The Seattle Slew

Seattle Sports. Through thick and thin

Week 6 Super Stack Rankings (Sesame Street Edition)

 

It’s now week 6…and these rankings are becoming as ridiculous to organize, as they are to read. In the NFL, we are starting to know who the top dogs are (Big Bird and Kermit), the potential leads to carry on the legacy in case one of those 2 dies (Elmo, Snufalagus(that looked way different in my head), Count Dracula, etc…), the funny, but non-threatening supporting cast (Bert and Ernie, Cookie Monster, Animal….) , and then the oscar the grouch bottom feeders that comprise the rest of the league.

Big Bird and Kermit

1. Denver Broncos. Peyton….Austin Powers called, and he wants his mojo back.

2. Seattle Seahawks. Chris Maragos….Russell Wilson you are NOT! Seahawks re-established themselves solidly behind #1.

The Elmos, Snufalagos ‘(he must be Greek) and other potential leads

3. New Orleans Saints. Jimmy Graham crackers sounds like a delicious afternoon snack. That gets eaten by Aqib Talib.

4. Kansas City Chiefs. Breaking our sound world record? It ain’t over yet!

5. Indianapolis Colts. A bad team that got good, that looked bad, but will be good.

6. San Francisco 49ers. Maybe Colin Kaepernick is as allergic to playing well, as he is to cotton shirts.

47ogd

7. Cincinnati Bengals. How many tigers exactly are there in Cincinnati?

8. Green Bay Packers. They still have Aaron Rodgers, but they are lookin less and less potent every week.

9. Chicago Bears. Maybe they should go higher. Wait….do they still have Jay Cutler? Okay nevermind.

10. New England Patriots. Still not playing efficiently, but are getting some weapons back, so I’ll give them the benefit of the doubt. Brady and Belichik would make a great sitcom.

Non-threatening Supporting Cast (Bert and Ernie’s, Cookie Monsters, etc…)

11. Carolina Panthers. The Panthers springboard into the top 11….

anigif_enhanced-buzz-16399-1354307707-3

12. Dallas Cowboys. Yawn….yeah let’s just see if they make the playoffs, then we’ll talk.

13. Detroit Lions. Reggie Bush actually makes this team a scary. 4 more years of Bush, shout Lions fans.

14. Arizona Cardinals. WTF? you say. Here’s where things always get tricky for me. All the teams in this tier are roughly around .500 and have similar overall stats. But I’m giving Arizona a jump ahead of the pack here because of their defense. Has nothing to do with the fact my Hawks are playing them this week, and trying to save face in case they lose. Nope, nothing at all!

15. San Diago Chargers. Shotput Philips continues to impress. Defense is laughable still.

16. Philadelphia Eagles. Chip Kelly must be feelin like M.Night Shymalayan right now. Yeah your debut was good, but WTF have you done since?

17. Tennessee Titans. I can’t think of a team that defines “middle of the road” more than the Titans.

18. New York Jets. Got blown out by Pittsburgh. That’s the equivalent of getting beat up by the nerdy asian kid in school.

19. Buffalo Bills. Better than their record indicates.

20. Baltimore Ravens.  Edgar Allen Poe would be disappointed with their season.

21. Cleveland Browns. At least Kyrie Irving is staying.

22. Miami Dolphins. Like the stock of Facebook, I expect them to continue their dip.

23. Atlanta Falcons. Atlanta gets the benefit of not showing how bad they suck last week. If they don’t beat the Bucs this week, Tony Gonzalez can kiss his sweet hispanic butt goodbye.

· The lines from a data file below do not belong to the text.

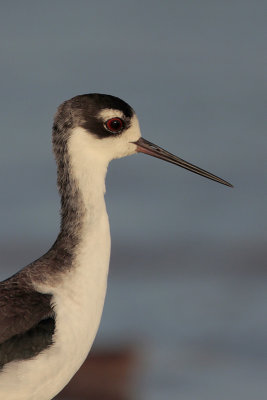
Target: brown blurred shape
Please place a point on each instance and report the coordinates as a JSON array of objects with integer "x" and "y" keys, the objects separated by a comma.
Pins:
[{"x": 105, "y": 375}]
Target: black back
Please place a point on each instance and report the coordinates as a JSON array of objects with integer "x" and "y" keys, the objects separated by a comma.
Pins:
[{"x": 27, "y": 320}]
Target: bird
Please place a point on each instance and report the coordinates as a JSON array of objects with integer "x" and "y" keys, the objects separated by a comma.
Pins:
[{"x": 51, "y": 309}]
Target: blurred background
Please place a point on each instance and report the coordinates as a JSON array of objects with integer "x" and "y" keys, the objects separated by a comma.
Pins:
[{"x": 185, "y": 313}]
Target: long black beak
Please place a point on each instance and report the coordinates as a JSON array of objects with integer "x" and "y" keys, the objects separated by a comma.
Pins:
[{"x": 144, "y": 146}]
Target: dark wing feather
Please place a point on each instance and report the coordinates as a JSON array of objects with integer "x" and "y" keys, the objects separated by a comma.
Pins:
[{"x": 27, "y": 321}]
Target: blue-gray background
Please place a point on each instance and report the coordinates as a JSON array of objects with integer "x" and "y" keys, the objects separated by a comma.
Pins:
[{"x": 188, "y": 272}]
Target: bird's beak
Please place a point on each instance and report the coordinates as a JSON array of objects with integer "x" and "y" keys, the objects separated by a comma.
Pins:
[{"x": 144, "y": 146}]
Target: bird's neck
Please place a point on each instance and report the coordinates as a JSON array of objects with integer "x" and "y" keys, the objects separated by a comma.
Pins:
[{"x": 81, "y": 182}]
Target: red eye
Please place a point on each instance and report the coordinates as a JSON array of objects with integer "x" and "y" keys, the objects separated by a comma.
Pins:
[{"x": 114, "y": 125}]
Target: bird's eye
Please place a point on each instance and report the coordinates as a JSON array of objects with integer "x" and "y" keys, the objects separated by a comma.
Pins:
[{"x": 114, "y": 125}]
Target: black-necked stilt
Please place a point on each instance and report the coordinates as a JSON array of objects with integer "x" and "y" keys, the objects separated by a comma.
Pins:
[{"x": 51, "y": 309}]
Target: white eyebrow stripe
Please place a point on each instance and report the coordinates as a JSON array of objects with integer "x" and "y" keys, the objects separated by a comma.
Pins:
[{"x": 108, "y": 113}]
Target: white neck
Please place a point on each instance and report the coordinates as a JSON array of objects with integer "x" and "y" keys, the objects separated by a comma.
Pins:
[{"x": 79, "y": 296}]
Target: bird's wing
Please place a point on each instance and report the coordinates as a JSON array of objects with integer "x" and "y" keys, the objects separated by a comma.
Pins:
[{"x": 27, "y": 321}]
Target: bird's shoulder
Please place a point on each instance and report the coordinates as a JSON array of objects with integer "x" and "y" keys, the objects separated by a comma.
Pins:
[
  {"x": 21, "y": 306},
  {"x": 27, "y": 320}
]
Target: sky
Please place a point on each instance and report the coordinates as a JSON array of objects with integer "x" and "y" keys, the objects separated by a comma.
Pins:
[{"x": 194, "y": 73}]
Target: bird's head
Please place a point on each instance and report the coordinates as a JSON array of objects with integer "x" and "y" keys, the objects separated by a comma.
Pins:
[{"x": 103, "y": 127}]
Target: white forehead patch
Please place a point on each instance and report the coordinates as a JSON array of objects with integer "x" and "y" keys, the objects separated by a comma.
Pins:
[{"x": 108, "y": 113}]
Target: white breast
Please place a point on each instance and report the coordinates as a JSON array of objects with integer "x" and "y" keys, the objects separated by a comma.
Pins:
[
  {"x": 78, "y": 297},
  {"x": 79, "y": 301}
]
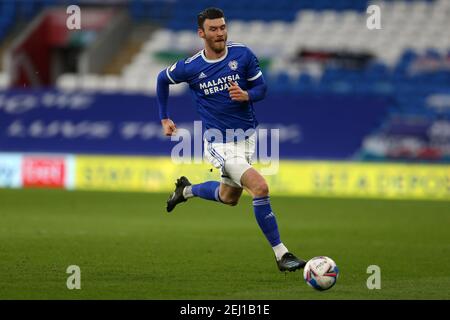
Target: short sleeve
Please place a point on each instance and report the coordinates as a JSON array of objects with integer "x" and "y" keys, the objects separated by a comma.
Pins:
[
  {"x": 176, "y": 72},
  {"x": 253, "y": 69}
]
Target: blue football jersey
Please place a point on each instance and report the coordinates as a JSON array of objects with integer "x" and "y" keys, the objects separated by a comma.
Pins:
[{"x": 209, "y": 82}]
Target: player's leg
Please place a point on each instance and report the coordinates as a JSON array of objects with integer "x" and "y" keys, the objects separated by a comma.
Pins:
[
  {"x": 210, "y": 190},
  {"x": 256, "y": 185}
]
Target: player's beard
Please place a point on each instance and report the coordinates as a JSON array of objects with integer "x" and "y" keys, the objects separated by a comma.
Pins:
[{"x": 218, "y": 47}]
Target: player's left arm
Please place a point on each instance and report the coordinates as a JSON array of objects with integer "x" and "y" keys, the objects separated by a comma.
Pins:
[{"x": 256, "y": 84}]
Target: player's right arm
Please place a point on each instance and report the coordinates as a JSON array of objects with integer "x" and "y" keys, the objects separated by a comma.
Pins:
[{"x": 172, "y": 75}]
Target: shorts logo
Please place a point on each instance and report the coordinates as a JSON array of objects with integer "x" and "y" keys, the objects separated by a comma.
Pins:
[{"x": 233, "y": 64}]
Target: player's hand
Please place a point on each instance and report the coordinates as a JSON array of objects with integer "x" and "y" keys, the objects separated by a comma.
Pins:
[
  {"x": 168, "y": 127},
  {"x": 236, "y": 93}
]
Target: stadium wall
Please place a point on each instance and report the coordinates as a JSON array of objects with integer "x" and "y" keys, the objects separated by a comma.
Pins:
[{"x": 156, "y": 174}]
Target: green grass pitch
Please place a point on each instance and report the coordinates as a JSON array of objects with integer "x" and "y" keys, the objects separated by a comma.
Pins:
[{"x": 128, "y": 247}]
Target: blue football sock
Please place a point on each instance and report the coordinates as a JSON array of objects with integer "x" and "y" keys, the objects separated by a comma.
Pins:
[
  {"x": 207, "y": 190},
  {"x": 266, "y": 220}
]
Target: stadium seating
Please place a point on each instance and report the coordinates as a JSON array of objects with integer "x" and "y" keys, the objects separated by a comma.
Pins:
[{"x": 307, "y": 47}]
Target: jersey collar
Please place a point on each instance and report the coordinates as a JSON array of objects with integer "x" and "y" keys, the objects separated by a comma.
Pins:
[{"x": 216, "y": 60}]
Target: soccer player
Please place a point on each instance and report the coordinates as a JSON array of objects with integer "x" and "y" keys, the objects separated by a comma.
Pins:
[{"x": 225, "y": 79}]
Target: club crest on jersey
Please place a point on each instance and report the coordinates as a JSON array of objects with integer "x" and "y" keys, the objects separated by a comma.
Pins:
[{"x": 233, "y": 64}]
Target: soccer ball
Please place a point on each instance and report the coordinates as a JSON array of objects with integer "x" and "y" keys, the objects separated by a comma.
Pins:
[{"x": 321, "y": 273}]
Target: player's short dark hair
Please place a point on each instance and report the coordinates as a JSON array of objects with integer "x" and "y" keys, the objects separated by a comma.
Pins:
[{"x": 209, "y": 13}]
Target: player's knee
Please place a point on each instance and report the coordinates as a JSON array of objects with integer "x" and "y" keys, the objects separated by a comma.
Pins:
[
  {"x": 230, "y": 201},
  {"x": 261, "y": 190}
]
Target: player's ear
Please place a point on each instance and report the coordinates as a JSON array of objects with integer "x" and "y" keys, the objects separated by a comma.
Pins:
[{"x": 201, "y": 33}]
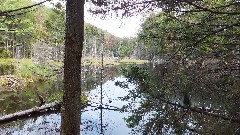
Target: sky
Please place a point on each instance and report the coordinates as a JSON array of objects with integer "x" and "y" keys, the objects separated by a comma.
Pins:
[{"x": 127, "y": 27}]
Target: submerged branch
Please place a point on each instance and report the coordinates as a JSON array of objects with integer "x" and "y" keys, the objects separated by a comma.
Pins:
[{"x": 37, "y": 111}]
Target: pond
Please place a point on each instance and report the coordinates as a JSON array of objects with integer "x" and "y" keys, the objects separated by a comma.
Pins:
[
  {"x": 160, "y": 108},
  {"x": 110, "y": 121}
]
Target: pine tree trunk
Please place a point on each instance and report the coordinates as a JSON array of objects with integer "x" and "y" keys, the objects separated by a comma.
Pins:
[{"x": 70, "y": 124}]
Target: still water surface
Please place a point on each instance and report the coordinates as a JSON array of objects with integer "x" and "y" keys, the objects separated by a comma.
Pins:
[{"x": 112, "y": 121}]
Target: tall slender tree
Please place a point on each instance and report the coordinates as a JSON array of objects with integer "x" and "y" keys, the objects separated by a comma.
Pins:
[{"x": 71, "y": 108}]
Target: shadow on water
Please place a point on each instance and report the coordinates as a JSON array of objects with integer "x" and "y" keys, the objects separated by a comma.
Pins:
[
  {"x": 166, "y": 117},
  {"x": 113, "y": 122}
]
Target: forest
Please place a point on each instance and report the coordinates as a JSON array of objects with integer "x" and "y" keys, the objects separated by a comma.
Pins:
[{"x": 180, "y": 74}]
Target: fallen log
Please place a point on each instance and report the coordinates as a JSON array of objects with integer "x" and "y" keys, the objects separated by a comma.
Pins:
[{"x": 37, "y": 111}]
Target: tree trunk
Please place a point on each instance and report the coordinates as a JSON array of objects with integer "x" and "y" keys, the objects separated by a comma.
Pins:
[{"x": 71, "y": 110}]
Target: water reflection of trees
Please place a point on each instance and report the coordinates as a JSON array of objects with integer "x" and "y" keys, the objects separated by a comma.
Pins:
[{"x": 180, "y": 99}]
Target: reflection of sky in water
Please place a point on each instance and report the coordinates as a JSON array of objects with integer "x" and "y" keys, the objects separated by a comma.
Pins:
[{"x": 112, "y": 120}]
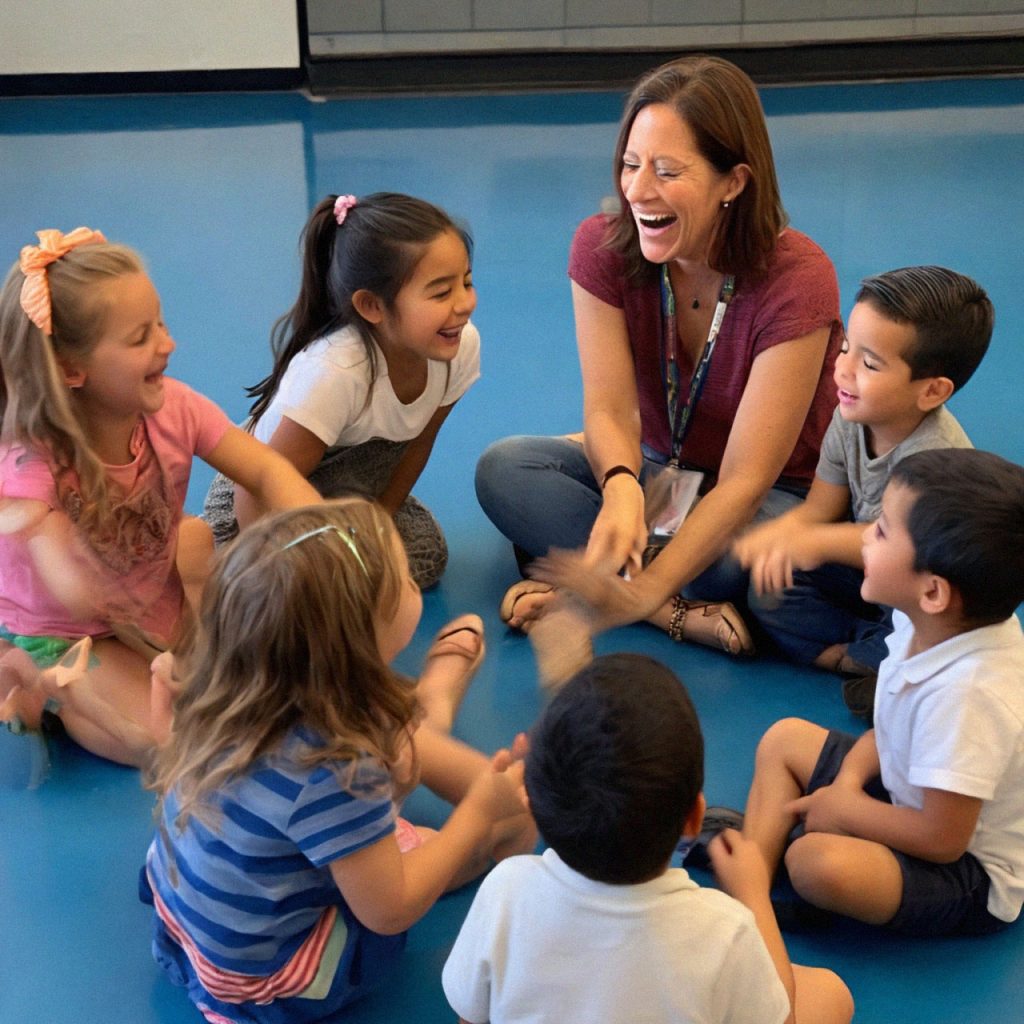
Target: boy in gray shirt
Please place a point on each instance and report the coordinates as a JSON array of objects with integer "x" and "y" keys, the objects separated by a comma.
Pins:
[{"x": 914, "y": 337}]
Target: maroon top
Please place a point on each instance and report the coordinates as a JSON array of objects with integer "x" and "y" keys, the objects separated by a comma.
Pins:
[{"x": 798, "y": 294}]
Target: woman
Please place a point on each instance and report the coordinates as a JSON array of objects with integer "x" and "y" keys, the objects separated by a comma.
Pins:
[{"x": 700, "y": 231}]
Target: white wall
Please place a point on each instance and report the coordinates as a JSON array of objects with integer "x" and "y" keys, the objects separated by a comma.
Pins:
[{"x": 39, "y": 37}]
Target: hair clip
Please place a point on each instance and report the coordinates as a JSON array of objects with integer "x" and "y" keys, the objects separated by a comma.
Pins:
[
  {"x": 347, "y": 539},
  {"x": 341, "y": 207},
  {"x": 34, "y": 261}
]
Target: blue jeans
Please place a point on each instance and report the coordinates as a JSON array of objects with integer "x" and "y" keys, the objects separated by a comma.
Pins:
[
  {"x": 541, "y": 494},
  {"x": 821, "y": 608}
]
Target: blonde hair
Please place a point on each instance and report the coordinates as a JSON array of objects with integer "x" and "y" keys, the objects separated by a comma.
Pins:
[
  {"x": 287, "y": 636},
  {"x": 35, "y": 407}
]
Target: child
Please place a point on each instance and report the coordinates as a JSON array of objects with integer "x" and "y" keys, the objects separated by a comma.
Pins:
[
  {"x": 282, "y": 879},
  {"x": 914, "y": 338},
  {"x": 369, "y": 363},
  {"x": 94, "y": 461},
  {"x": 600, "y": 928},
  {"x": 919, "y": 824}
]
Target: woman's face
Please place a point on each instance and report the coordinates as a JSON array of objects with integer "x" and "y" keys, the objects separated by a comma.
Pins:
[{"x": 674, "y": 193}]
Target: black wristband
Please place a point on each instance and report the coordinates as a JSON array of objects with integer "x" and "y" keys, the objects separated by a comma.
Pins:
[{"x": 614, "y": 471}]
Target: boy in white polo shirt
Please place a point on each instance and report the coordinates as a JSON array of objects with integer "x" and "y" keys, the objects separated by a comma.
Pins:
[
  {"x": 600, "y": 930},
  {"x": 919, "y": 824}
]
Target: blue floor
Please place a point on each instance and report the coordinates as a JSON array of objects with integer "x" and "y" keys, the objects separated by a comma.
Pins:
[{"x": 214, "y": 190}]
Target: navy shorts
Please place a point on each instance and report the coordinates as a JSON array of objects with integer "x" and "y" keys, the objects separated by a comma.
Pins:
[{"x": 938, "y": 899}]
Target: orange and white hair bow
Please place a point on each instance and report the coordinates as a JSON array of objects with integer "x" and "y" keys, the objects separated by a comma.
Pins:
[{"x": 35, "y": 260}]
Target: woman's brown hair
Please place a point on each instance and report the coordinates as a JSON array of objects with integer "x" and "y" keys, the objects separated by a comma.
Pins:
[{"x": 720, "y": 104}]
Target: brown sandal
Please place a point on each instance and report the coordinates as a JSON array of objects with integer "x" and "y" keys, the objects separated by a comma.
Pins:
[{"x": 713, "y": 624}]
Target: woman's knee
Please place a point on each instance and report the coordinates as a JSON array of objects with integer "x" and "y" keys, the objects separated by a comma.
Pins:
[{"x": 786, "y": 738}]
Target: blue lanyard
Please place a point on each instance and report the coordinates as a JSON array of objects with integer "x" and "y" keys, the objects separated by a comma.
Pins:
[{"x": 679, "y": 413}]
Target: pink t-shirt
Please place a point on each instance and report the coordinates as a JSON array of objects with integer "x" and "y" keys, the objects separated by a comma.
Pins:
[
  {"x": 799, "y": 294},
  {"x": 134, "y": 559}
]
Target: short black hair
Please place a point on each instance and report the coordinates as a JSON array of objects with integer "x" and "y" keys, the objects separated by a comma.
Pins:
[
  {"x": 967, "y": 524},
  {"x": 950, "y": 313},
  {"x": 615, "y": 765}
]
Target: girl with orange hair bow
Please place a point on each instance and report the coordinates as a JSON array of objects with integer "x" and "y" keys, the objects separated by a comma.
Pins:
[{"x": 95, "y": 454}]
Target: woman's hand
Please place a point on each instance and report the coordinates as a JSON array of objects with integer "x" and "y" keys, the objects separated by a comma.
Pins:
[{"x": 620, "y": 532}]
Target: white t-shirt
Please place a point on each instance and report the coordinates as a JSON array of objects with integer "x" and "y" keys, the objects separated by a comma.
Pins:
[
  {"x": 325, "y": 390},
  {"x": 951, "y": 718},
  {"x": 542, "y": 943}
]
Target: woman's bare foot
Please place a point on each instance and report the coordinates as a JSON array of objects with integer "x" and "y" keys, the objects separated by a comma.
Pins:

24. St.Louis Rams. Sure…anyone can look good against the Texans at this point. That is a team with a broken soul.

Oscar the Grouchs, bottom feeders

25. Pittsburgh Stealers. Actually might not be the worst team in the league. But I’d still be doing other things on sunday, riding a bike, or learning to knit…if I were a Stealers fan.

26. Tampa Bay Bucs. At least they have great weather.

27. Minnesota Vikings. RIP Adrian Peterson’s baby. RIP to the Vikings this year as well.

28.  Oakland Raiders. You guys could’ve done something to quiet that Kansas City crowd, ya know.

29. Houston Texans. Sorry, but when you make Sam Bradford look good, you have serious issues. Matt Schaub+Houston jersey burning=TJ Yates….aka instant karma. 47odo

30. Washington Redskins. They should be called, the Washington suckskins.

31. New York Giants. Hi, I am Eli Manning. My friends say that I am too giving…

32. Jacksonville Jaguars. On a serious note-anyone who thinks that Alabama could be the Jags should be dragged into the street and beaten with common sense. And fists.